= Merlyn Sopjan =

Indonesian transgender rights activist

Merlyn Sopjan (b. 16 February 1973) is an Indonesian transgender rights activist.

== Personal life and education ==
She was born on 16 February 1973 the last of four children to R. Soebijanto Wirjowijoyo and Rr. T. Ismundari. Raised as male, she felt her gender identity was female from the age of four. Although she tried to be attracted to women, she realized that she was attracted to men. Merlyn had her first relationship with a man when she was in high school, which led to her accidentally coming out to her mother after her mother read her love letter that shown that she had a relationship with a man. At first, her mother was shocked and crying, but she explain that it was her condition and finally her mother accepting her as her current gender. She is an alumnus for civil engineering degree from Institut Teknologi Nasional Malang.
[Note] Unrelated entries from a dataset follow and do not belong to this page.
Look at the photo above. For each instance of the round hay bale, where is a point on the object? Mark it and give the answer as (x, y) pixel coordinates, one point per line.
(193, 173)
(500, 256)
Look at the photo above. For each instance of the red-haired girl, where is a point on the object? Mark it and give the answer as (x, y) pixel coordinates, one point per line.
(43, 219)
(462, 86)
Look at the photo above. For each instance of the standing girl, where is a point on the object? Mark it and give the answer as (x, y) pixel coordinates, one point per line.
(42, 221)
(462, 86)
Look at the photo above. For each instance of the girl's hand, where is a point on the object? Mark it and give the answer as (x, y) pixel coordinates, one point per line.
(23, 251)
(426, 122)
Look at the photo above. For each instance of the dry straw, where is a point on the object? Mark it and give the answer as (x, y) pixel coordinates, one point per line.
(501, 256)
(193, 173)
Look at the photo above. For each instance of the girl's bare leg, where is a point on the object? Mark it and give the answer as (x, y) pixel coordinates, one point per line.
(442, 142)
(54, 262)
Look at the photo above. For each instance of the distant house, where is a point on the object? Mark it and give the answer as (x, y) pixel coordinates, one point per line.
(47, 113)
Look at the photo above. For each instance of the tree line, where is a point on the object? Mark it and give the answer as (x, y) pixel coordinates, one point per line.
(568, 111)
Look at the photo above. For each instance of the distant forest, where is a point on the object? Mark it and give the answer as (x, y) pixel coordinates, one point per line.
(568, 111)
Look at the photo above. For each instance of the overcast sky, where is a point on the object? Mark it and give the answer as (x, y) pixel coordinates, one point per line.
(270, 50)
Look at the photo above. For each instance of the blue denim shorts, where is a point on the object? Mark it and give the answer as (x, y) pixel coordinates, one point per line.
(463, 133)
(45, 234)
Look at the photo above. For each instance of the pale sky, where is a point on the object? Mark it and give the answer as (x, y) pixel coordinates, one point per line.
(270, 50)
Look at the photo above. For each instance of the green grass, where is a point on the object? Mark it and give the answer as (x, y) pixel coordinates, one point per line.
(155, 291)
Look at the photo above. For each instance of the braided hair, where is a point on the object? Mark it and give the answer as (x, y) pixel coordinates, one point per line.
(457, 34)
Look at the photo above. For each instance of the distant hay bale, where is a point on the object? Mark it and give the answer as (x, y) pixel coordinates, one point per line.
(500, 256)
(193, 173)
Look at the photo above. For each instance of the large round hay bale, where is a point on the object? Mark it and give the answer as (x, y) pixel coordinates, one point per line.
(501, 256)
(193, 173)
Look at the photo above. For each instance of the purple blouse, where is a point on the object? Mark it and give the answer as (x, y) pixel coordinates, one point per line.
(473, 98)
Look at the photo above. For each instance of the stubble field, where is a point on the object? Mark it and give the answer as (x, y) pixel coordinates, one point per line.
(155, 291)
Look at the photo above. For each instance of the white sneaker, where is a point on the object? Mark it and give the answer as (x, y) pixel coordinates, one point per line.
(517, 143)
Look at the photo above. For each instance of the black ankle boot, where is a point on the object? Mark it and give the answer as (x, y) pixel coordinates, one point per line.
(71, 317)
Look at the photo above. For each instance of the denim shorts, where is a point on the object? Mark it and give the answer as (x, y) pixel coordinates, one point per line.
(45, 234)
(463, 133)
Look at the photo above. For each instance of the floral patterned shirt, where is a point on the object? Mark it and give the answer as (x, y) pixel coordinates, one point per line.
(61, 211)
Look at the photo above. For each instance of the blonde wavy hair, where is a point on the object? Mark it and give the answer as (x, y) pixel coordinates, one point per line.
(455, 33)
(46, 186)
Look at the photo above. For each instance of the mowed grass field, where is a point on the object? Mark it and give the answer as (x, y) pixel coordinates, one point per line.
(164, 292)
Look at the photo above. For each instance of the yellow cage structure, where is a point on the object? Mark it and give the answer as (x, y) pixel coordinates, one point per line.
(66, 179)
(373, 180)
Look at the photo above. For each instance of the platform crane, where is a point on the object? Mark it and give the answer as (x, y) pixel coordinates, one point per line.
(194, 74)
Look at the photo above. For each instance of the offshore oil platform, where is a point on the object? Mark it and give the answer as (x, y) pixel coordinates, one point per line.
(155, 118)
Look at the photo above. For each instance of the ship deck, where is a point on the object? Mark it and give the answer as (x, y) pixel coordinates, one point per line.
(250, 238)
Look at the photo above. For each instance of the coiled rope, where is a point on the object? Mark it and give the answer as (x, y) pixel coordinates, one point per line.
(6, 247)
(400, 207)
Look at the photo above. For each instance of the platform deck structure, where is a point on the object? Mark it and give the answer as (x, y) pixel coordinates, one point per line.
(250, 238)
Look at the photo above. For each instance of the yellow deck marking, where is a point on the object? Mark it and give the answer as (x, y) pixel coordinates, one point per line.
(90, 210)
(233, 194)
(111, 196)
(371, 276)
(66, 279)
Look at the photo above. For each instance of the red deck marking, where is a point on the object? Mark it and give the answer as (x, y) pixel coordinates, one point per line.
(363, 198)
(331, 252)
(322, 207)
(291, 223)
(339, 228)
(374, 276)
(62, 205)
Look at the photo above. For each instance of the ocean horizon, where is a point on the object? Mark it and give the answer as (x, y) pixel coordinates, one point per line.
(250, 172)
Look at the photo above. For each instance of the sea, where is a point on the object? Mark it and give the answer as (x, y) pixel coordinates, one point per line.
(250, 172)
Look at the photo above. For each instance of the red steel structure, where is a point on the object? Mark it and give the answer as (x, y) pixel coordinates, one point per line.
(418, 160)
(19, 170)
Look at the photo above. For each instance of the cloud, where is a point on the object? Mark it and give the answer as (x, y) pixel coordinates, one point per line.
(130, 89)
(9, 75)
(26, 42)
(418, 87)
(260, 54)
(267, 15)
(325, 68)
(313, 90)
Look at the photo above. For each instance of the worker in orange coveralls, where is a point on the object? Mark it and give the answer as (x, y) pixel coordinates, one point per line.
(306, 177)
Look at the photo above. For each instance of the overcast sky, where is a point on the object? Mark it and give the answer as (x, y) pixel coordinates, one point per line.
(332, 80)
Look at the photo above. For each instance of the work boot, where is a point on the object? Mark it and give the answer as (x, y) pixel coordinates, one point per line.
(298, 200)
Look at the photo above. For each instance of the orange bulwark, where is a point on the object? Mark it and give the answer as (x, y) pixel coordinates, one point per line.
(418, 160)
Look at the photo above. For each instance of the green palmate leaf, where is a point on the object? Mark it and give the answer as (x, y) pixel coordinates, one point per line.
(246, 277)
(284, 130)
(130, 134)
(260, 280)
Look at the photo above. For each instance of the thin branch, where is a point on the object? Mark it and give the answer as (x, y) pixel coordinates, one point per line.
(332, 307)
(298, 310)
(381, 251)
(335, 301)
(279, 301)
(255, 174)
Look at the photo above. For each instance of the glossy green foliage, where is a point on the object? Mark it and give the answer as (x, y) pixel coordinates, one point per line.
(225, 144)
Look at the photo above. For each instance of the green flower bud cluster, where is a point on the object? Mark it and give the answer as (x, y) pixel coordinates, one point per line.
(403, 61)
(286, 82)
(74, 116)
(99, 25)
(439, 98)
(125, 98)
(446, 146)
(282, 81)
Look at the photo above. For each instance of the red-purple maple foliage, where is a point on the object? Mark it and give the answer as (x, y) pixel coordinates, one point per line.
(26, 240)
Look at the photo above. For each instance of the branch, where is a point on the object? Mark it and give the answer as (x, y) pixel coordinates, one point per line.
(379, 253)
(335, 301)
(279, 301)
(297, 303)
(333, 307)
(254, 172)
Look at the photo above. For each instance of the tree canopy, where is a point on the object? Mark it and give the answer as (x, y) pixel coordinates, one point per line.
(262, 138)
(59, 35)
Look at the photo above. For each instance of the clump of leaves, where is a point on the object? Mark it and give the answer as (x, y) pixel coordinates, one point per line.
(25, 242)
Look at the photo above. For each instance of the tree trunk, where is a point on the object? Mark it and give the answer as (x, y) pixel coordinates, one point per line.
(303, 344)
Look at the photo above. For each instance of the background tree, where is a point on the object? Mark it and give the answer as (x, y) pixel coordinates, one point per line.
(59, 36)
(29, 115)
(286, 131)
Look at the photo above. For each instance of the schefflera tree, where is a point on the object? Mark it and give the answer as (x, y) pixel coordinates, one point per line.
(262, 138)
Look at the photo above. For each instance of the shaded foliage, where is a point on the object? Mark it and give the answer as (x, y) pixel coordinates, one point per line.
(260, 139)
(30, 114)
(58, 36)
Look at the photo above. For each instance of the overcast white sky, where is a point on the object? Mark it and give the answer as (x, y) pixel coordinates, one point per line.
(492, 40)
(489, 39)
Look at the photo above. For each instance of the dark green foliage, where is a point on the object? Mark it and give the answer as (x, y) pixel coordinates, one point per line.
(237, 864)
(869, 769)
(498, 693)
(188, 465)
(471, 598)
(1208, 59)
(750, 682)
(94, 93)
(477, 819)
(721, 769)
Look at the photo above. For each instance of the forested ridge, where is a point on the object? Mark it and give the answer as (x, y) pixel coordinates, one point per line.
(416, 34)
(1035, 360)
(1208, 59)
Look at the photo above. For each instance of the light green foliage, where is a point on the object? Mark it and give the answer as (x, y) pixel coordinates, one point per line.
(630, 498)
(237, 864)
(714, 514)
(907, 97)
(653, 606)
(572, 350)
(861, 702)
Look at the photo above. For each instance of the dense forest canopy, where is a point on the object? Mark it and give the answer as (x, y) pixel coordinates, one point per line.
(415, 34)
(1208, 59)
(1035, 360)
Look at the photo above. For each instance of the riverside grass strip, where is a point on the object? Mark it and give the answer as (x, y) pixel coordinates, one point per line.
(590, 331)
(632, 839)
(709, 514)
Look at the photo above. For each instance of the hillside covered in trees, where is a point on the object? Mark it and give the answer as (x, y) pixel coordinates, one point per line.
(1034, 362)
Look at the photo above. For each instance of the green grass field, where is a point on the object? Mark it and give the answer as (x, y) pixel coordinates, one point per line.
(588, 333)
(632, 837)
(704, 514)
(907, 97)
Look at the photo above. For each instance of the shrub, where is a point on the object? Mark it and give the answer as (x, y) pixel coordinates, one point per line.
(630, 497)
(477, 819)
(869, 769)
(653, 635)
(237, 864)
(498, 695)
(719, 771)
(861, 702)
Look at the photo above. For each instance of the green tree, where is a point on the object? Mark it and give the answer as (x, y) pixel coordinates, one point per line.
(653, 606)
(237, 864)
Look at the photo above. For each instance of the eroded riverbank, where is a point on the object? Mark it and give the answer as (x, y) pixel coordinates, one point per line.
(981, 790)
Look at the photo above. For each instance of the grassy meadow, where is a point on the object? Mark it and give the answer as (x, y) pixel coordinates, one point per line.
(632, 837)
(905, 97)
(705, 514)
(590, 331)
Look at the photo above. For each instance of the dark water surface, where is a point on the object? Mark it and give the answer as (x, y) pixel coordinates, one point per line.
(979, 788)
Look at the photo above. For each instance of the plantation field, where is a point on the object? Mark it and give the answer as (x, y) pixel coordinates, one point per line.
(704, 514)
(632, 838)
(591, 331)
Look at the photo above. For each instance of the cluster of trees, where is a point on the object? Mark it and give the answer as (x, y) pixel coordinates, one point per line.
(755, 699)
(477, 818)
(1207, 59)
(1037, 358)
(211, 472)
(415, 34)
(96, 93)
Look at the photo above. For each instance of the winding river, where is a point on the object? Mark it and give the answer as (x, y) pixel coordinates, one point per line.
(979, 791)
Her mother dead on 1992 and she was coming out on 1994 to her father. Her father accept her and offered her to do gender-affirming surgery, but she refused and tell her father that he was comfortable with her current state. She joined beauty pageant contest for transgender women and selected transgender queen on 1995 which she got again on 1996 and 2006.

== Career ==
She was head of Ikatan Waria Malang, organization of transgender in Malang from 1996 till 2011. She worked as Program Manager for HIV/AIDS with her organization from 2002 till 2005 and then continued her work as a Case Manager at Public Hospital dr. Saiful Anwar, a state owned hospital located in Malang. Currently, she works as Program Officer for Perkumpulan Keluarga Berencana Indonesia, an organization that focused on implementation of Family planning. In 2003, she applied to be a candidates for governor in Malang, but was rejected cause she was five minutes late, though she he believes it was due to discrimination against her. On the same year, She was running as member of Malang City Regional House of Representatives with Indonesian Justice and Unity Party but come out in second position and failed to secure the seat.

== Controversy ==
She criticized Anang Hermansyah and Aurel Hermansyah as ungrateful people because they kept telling stories about their poor lifestyle that occurred after the divorce of Anang and Krisdayanti.

== Bibliography ==

- 2005: Jangan Lihat Kelaminku – published in the Indonesia by Galang Press.
- 2007:Perempuan Tanpa V – published in the Indonesia by Galang Press.